In an exclusive report on ForeignPolicy.com by Colum Lynch and John Hudson, Tillerson gave the ultimatum in a letter to human rights groups and other advocates within the United Nations. He made it clear the Trump administration has no more patience for the politically-motivated actions of the United Nations Human Rights Council.
In recent years, the 47-member council has actively attacked and condemned Israel’s actions to defend itself from terrorists. At the same time, it has ignored true human rights violations in the Middle East, China, and North Korea. In fact, a number of countries with questionable human rights records (including China and Saudi Arabia) have seats on the council.

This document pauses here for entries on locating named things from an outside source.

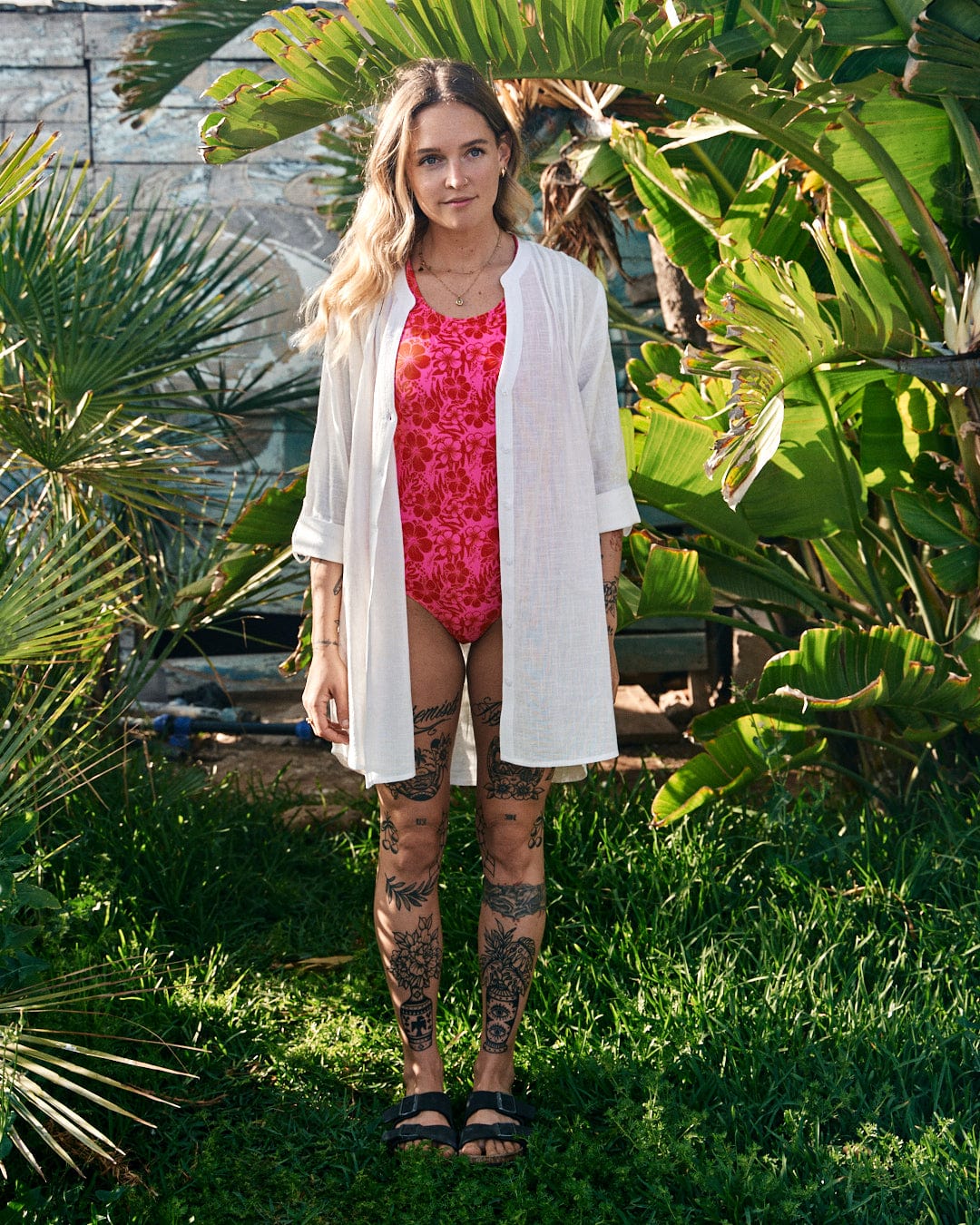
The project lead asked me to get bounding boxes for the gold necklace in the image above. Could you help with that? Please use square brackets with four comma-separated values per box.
[419, 228, 504, 307]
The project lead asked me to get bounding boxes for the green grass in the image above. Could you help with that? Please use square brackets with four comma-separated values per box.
[0, 763, 980, 1225]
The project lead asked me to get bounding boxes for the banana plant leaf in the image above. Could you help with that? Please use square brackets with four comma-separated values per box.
[892, 489, 980, 595]
[817, 77, 959, 248]
[636, 545, 715, 616]
[111, 0, 278, 114]
[903, 0, 980, 98]
[759, 625, 980, 741]
[653, 708, 827, 826]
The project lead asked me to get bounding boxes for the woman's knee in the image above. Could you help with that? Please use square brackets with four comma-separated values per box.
[476, 808, 544, 881]
[381, 805, 448, 879]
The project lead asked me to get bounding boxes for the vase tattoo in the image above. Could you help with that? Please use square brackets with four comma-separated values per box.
[480, 919, 538, 1054]
[389, 915, 442, 1051]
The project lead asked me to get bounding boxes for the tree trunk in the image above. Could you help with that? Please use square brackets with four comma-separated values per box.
[648, 234, 708, 349]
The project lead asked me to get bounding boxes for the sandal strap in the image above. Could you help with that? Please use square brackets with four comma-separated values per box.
[381, 1123, 459, 1152]
[459, 1123, 531, 1152]
[381, 1093, 452, 1127]
[466, 1089, 535, 1127]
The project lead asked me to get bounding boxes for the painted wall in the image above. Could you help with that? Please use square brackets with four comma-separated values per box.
[0, 0, 336, 474]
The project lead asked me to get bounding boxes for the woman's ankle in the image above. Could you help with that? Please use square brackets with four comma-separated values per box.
[402, 1051, 445, 1094]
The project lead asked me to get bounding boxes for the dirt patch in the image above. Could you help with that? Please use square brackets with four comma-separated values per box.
[177, 685, 697, 826]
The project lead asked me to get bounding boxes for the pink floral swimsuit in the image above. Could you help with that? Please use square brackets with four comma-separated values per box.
[395, 263, 507, 642]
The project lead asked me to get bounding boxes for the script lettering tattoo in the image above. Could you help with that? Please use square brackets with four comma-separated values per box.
[388, 915, 442, 1051]
[412, 697, 459, 736]
[473, 697, 504, 728]
[483, 881, 547, 919]
[385, 872, 438, 910]
[480, 919, 538, 1054]
[484, 736, 554, 800]
[476, 808, 497, 877]
[388, 736, 452, 804]
[381, 812, 398, 855]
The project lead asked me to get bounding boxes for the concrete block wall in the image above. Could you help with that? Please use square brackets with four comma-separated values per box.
[0, 0, 336, 475]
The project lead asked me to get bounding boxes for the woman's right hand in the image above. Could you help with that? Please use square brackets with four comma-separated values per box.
[302, 645, 350, 745]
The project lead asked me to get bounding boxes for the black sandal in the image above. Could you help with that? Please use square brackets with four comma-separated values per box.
[381, 1093, 459, 1152]
[459, 1092, 534, 1165]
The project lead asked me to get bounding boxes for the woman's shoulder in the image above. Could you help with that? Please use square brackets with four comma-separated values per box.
[523, 239, 604, 295]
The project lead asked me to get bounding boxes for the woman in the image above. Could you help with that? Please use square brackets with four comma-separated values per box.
[293, 60, 636, 1164]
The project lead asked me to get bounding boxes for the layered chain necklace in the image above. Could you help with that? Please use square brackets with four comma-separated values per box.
[417, 228, 504, 307]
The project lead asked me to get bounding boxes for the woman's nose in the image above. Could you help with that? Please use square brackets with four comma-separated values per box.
[446, 161, 466, 188]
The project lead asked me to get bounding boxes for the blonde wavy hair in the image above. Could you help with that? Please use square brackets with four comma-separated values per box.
[293, 59, 532, 350]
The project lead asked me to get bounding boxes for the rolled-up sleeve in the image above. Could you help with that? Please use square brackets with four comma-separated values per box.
[293, 332, 351, 563]
[578, 279, 640, 532]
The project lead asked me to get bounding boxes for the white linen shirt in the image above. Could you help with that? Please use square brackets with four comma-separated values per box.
[293, 241, 638, 787]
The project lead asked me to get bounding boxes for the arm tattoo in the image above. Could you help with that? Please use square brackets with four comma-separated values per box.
[603, 578, 620, 616]
[480, 919, 538, 1054]
[385, 872, 438, 910]
[483, 881, 546, 919]
[381, 812, 398, 855]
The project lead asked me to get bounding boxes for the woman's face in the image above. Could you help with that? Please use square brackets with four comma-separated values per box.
[408, 102, 511, 231]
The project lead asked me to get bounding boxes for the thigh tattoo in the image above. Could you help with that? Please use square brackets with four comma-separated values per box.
[484, 736, 554, 801]
[387, 735, 452, 804]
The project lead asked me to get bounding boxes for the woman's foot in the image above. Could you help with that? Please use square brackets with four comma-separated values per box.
[381, 1066, 456, 1156]
[459, 1071, 534, 1165]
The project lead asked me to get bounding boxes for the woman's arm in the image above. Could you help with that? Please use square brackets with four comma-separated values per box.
[599, 531, 622, 701]
[302, 557, 350, 745]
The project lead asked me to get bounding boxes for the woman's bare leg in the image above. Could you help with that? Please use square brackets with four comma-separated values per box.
[375, 601, 465, 1152]
[463, 621, 554, 1156]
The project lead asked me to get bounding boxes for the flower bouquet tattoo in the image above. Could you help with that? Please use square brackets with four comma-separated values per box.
[391, 915, 442, 1051]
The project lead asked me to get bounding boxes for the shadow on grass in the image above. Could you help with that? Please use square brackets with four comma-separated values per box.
[4, 767, 980, 1225]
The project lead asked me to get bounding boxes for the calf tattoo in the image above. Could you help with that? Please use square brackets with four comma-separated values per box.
[484, 736, 554, 801]
[388, 915, 442, 1051]
[385, 872, 438, 910]
[480, 919, 538, 1054]
[483, 881, 546, 919]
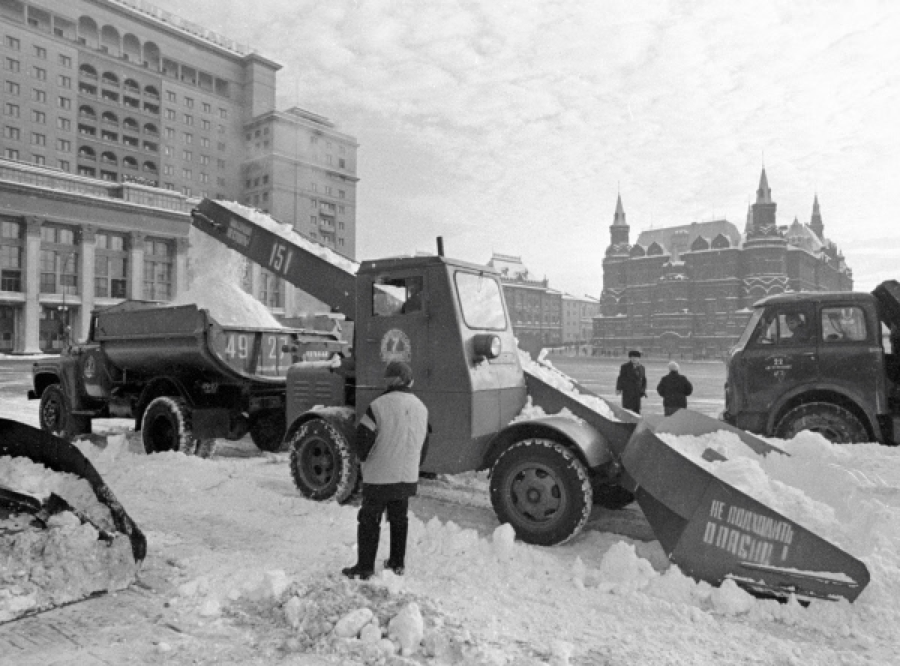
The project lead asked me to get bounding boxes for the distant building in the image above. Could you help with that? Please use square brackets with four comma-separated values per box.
[0, 0, 358, 352]
[562, 294, 600, 354]
[488, 253, 562, 355]
[593, 169, 853, 358]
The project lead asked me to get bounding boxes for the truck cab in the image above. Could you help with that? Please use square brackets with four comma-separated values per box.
[723, 282, 897, 443]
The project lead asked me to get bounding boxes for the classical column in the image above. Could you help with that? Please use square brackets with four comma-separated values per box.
[172, 236, 191, 298]
[16, 216, 41, 354]
[78, 224, 97, 340]
[128, 231, 144, 300]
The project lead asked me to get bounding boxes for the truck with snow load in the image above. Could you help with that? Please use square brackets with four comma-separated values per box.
[185, 199, 869, 600]
[29, 301, 340, 455]
[722, 280, 900, 445]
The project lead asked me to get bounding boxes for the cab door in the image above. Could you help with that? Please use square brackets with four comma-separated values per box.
[356, 270, 430, 413]
[819, 301, 887, 413]
[738, 303, 818, 432]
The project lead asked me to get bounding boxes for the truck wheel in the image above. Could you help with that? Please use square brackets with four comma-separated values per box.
[38, 384, 69, 436]
[775, 402, 870, 444]
[141, 396, 194, 454]
[491, 439, 593, 546]
[289, 419, 359, 502]
[250, 410, 287, 452]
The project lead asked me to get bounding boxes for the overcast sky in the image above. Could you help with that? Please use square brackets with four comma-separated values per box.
[153, 0, 900, 295]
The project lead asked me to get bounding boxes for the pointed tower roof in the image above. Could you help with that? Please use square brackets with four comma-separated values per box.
[756, 167, 772, 203]
[613, 194, 627, 225]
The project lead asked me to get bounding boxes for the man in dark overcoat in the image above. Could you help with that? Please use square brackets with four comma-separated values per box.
[616, 351, 647, 414]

From the ForeignPolicy.com report.
Tillerson, in his letter to the U.N. advocates and human rights groups, said that while the United States “continues to evaluate the effectiveness” of the Council, it remains skeptical about the virtues of membership in a human rights organization that includes states with troubled human rights records such as China, Egypt, and Saudi Arabia.
“We may not share a common view on this, given the makeup of the membership,” Tillerson told the organizations, who have urged continued U.S. membership. “While it may be the only such organization devoted to human rights, the Human Rights Council requires considerable reform in order for us to continue to participate.”

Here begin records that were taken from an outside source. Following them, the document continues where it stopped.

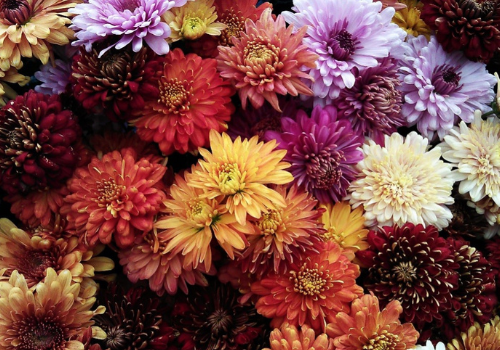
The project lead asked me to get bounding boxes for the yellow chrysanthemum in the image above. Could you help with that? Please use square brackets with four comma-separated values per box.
[320, 202, 369, 260]
[162, 0, 226, 42]
[392, 0, 431, 40]
[190, 130, 293, 225]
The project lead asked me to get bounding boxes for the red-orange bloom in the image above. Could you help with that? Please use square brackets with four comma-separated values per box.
[132, 49, 234, 155]
[251, 242, 363, 332]
[61, 148, 166, 248]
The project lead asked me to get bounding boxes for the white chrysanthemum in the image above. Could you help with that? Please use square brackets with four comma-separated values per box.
[349, 132, 454, 229]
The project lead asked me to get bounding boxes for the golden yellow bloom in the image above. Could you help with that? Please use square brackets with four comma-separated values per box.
[392, 0, 431, 40]
[190, 130, 293, 225]
[162, 0, 226, 42]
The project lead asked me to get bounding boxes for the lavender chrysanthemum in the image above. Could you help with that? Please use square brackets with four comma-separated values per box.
[265, 106, 363, 203]
[399, 35, 496, 140]
[70, 0, 187, 57]
[283, 0, 406, 102]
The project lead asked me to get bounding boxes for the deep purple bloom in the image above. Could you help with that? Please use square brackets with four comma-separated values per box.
[69, 0, 187, 57]
[283, 0, 406, 102]
[399, 35, 496, 140]
[265, 106, 363, 203]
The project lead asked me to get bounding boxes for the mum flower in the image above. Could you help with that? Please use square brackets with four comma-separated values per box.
[399, 36, 496, 139]
[349, 132, 454, 229]
[217, 9, 318, 111]
[131, 49, 234, 155]
[283, 0, 406, 101]
[70, 0, 186, 56]
[190, 130, 293, 225]
[62, 148, 166, 248]
[326, 294, 418, 350]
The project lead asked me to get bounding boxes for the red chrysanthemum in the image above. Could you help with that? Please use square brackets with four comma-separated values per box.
[420, 0, 500, 63]
[0, 90, 81, 195]
[61, 148, 166, 248]
[131, 49, 234, 155]
[251, 242, 363, 332]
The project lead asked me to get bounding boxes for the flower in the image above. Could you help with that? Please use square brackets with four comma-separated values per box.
[319, 202, 369, 260]
[392, 0, 431, 40]
[172, 282, 269, 350]
[163, 0, 226, 42]
[190, 130, 293, 225]
[334, 58, 405, 143]
[70, 0, 186, 56]
[263, 324, 334, 350]
[357, 223, 458, 330]
[265, 106, 363, 203]
[0, 0, 80, 67]
[61, 148, 166, 248]
[439, 111, 500, 205]
[446, 316, 500, 350]
[251, 242, 363, 332]
[349, 132, 454, 229]
[326, 294, 418, 350]
[399, 36, 496, 139]
[0, 90, 81, 195]
[217, 8, 318, 111]
[238, 185, 325, 277]
[283, 0, 406, 101]
[421, 0, 500, 63]
[131, 48, 234, 155]
[0, 268, 104, 350]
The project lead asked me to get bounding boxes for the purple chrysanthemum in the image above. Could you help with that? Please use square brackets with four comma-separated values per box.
[265, 106, 363, 203]
[283, 0, 406, 101]
[399, 35, 496, 139]
[69, 0, 187, 57]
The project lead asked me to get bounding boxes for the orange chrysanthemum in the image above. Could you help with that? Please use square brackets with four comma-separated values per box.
[190, 130, 293, 225]
[61, 148, 166, 248]
[251, 242, 363, 332]
[0, 0, 81, 67]
[131, 49, 234, 155]
[0, 269, 104, 350]
[217, 8, 318, 111]
[240, 185, 325, 276]
[326, 294, 419, 350]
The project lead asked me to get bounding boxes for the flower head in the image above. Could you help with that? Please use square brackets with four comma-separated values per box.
[283, 0, 406, 101]
[266, 106, 363, 203]
[217, 8, 317, 111]
[349, 132, 454, 229]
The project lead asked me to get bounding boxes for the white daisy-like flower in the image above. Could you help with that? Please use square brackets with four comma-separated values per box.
[349, 132, 454, 230]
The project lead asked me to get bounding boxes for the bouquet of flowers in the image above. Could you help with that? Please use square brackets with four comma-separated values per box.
[0, 0, 500, 350]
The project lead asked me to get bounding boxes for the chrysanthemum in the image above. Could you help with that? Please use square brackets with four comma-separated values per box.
[349, 132, 454, 229]
[266, 106, 363, 203]
[0, 269, 104, 350]
[399, 36, 496, 139]
[131, 49, 234, 155]
[251, 242, 363, 332]
[320, 202, 369, 260]
[357, 223, 458, 329]
[421, 0, 500, 62]
[238, 185, 325, 276]
[446, 316, 500, 350]
[0, 90, 81, 195]
[162, 0, 226, 42]
[217, 9, 318, 111]
[326, 294, 418, 350]
[392, 0, 431, 40]
[333, 58, 405, 143]
[283, 0, 406, 100]
[0, 0, 80, 67]
[70, 0, 186, 55]
[62, 148, 166, 248]
[263, 324, 335, 350]
[190, 130, 293, 225]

The nine groups advocating continued U.S. membership — which include the Better World Campaign, Freedom House, the Committee For Human Rights in North Korea, and the Jacob Blaustein Institute for the Advancement of Human Rights — argued in a February 9 letter to Tillerson that the United States can more easily shield Israel from unfair attacks if it has a seat at the table. The Council, they say, has also provided a venue for holding the world’s worst rights abusers, including Syria and North Korea, accountable for their crimes.
The George W. Bush administration refused to join the Council in 2006, the year it was created, due to concerns about the treatment of Israel. The Obama administration reversed that decision in 2009, viewing membership as a way of reforming the organization from the inside and not letting the Israel issue diminish U.S. influence in a range of other areas.
No time frame for a possible withdrawal from the United Nations Human Rights Council has been given. The report stresses, however, that a move could come soon.